Home > Silent Voices – manifesto on parental alcohol misuse.

Dillon, Lucy (2020) Silent Voices – manifesto on parental alcohol misuse. Drugnet Ireland, Issue 73, Spring 2020, pp. 19-20.

PDF (Drugnet Ireland 73)

Silent Voices is an initiative of Alcohol Action Ireland (AAI). As Ireland’s national charity for alcohol-related issues, AAI works in the areas of advocacy and policy change, aiming to reduce levels of alcohol harm in Ireland and improve public health, safety, and wellbeing. Silent Voices is focused on the impact of parental alcohol misuse (PAM) on children. It aims to ensure the right supports are available today to children coping with PAM – and those adults dealing with the impact of a childhood trauma in later life.1

Vision and mission

Vision: Its vision is of a society where no person impacted by PAM will be left unsupported.

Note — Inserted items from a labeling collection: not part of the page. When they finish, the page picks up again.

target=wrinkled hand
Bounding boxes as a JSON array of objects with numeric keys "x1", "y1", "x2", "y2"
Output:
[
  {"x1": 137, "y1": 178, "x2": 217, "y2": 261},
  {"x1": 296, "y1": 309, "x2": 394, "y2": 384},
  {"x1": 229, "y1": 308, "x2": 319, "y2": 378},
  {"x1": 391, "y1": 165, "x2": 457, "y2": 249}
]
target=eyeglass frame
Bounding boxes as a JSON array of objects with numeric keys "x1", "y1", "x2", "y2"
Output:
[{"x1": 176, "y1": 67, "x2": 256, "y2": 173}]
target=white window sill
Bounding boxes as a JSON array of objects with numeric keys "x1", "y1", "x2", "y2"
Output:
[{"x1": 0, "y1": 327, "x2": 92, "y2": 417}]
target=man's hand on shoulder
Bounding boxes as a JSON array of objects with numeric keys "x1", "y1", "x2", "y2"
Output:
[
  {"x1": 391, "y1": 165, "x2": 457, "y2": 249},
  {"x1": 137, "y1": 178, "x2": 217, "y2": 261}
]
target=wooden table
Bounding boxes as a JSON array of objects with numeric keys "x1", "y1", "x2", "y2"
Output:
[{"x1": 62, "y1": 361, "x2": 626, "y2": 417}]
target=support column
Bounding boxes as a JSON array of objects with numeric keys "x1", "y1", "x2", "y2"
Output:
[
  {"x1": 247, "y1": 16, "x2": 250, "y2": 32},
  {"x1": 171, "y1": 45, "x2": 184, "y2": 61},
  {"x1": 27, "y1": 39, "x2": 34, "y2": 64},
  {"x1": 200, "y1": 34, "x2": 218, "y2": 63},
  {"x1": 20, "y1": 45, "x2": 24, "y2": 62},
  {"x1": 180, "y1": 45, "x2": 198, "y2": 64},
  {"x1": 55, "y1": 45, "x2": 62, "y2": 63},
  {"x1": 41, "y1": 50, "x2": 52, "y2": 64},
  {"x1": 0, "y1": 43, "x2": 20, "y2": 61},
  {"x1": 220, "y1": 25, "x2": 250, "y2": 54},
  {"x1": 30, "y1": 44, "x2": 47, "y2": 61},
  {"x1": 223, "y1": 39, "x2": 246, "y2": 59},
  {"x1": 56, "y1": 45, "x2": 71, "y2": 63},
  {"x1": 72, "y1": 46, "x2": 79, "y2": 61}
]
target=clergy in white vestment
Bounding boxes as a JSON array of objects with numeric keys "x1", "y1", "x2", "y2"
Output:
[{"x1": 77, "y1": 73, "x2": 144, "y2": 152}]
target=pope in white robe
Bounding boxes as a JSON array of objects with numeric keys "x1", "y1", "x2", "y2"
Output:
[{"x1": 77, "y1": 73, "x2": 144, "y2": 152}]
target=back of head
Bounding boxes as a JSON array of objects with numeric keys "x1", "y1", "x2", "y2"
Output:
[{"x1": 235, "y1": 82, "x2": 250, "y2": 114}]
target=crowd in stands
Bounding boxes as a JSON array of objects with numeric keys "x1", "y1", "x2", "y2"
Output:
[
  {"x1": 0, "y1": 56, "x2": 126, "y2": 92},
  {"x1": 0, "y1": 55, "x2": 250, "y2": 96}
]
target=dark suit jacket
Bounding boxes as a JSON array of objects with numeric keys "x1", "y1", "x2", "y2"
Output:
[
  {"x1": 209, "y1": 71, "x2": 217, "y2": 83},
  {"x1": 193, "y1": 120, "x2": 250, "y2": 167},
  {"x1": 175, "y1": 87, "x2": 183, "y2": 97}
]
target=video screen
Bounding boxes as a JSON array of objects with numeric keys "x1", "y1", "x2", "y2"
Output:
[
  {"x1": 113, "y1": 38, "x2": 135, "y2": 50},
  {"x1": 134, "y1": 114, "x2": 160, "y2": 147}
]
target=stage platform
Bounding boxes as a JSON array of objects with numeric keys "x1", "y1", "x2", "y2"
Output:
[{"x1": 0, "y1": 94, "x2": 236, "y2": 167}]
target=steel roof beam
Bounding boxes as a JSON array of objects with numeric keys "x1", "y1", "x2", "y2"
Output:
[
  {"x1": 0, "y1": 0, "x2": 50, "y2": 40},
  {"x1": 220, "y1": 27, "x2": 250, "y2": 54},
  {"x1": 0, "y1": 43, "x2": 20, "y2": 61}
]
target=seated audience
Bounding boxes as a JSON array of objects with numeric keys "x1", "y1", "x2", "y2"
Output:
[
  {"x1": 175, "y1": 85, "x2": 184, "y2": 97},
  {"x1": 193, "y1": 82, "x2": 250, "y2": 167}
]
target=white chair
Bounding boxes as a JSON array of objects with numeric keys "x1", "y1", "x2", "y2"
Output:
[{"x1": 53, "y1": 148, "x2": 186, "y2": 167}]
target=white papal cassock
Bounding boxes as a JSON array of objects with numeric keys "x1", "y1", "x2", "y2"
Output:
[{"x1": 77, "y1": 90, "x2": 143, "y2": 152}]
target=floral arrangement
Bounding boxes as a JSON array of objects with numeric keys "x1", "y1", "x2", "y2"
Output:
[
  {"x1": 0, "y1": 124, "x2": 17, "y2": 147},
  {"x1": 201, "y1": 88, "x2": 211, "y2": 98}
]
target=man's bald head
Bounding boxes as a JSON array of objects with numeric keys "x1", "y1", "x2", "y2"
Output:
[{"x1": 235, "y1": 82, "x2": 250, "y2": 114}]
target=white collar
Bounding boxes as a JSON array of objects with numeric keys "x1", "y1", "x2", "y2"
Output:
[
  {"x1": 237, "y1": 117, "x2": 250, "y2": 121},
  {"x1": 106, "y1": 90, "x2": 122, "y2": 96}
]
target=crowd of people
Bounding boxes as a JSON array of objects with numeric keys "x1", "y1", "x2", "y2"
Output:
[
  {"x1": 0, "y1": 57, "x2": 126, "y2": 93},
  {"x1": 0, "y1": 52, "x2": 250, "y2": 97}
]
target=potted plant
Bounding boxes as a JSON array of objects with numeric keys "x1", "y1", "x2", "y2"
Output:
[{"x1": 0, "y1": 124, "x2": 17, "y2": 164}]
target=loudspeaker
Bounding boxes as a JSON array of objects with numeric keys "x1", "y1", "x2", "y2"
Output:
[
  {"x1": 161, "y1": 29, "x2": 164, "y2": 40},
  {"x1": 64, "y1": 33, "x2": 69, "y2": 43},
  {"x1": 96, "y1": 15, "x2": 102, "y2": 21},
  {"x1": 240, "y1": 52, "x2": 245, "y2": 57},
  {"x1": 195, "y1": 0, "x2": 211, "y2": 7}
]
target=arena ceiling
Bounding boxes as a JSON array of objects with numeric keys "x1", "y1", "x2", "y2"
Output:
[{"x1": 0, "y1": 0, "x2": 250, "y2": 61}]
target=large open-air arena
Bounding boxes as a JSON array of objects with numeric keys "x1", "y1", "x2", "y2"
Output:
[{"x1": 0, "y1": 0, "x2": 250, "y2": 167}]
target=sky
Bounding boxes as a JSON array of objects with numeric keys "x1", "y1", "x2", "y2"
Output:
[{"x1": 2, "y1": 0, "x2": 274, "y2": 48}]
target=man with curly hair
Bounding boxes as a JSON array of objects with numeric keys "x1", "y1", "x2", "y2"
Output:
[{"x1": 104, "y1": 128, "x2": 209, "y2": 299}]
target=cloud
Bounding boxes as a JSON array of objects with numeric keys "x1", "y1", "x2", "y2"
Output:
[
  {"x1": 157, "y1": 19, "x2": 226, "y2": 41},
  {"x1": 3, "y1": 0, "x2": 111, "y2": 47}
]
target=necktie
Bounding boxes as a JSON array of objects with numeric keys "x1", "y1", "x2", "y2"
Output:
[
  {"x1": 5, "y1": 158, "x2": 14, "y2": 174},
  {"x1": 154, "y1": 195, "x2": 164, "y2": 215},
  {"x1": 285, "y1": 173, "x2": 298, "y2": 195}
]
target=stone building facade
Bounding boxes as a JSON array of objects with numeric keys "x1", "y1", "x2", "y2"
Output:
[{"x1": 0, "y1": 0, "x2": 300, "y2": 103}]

Mission: It works to achieve this vision by destigmatising the experience of growing up with PAM in Ireland; by increasing a better understanding of the adverse impact of this experience on emotional and mental health; and by working to enhance supports to those who have lived or are now living with PAM.

Silent Voices activities

There are three broad areas of activities outlined for Silent Voices:

1 Raise awareness of the impact of PAM through advocacy, education, and information. Tools used include personal testimony; sharing experiences; and signposting and listing resources.

2 Facilitate a better understanding of PAM by providing information and insight to the following groups: health professionals and practitioners; media; parents; policymakers; people who have contact with children;
and volunteers.

3 Enhance services for children and adult children of PAM by working in partnership to initiate, develop, or contribute to research; fundraising; and development of online information and literature supports.


The Silent Voices manifesto was published in advance of General Election 2020.2 In addition to outlining the research and policy context for the Silent Voices initiative, it contains a set of 13 recommendations across three areas: a whole-Government approach to the issue; services and supports; and training and awareness raising. The recommendations are aimed at Government and set out to address the harm caused by PAM and its impact across the lifespan. Among the recommendations are:

A designated senior Government official should be appointed with responsibility for advising, developing, and planning appropriate policies and services to meet the needs of those who experience harm caused by PAM, and should have the capacity to work across Government Departments.

Because educators are well placed to identify children experiencing hidden harm, the provision of specific training in relation to adverse childhood experiences should be examined at teacher training level and at all levels of professional development – from teachers to principals to education welfare officers.

In addition to existing services, properly funded and resourced supports should be developed for children experiencing PAM. Innovative evidence-based programmes should become more widely available in communities around the country. It should also be ensured that children, as an individual right, can access services, even where parents are not in treatment.

Awareness of PAM and its impact on young and adult children should be raised through information campaigns and training that target healthcare, social care, early years, child protection, family support, education, and mental health sectors, as well as families and communities. Such campaigns should also reach an adult cohort who perhaps has yet to recognise the underlying cause of its own problems.

Data should be gathered on the lives of children and adult children who have experienced PAM in Ireland to inform policy development and service provision.

Public discourse/debate on the right to a childhood free from alcohol harm should take place and children should have their voices heard in relation to the impact of alcohol on their lives.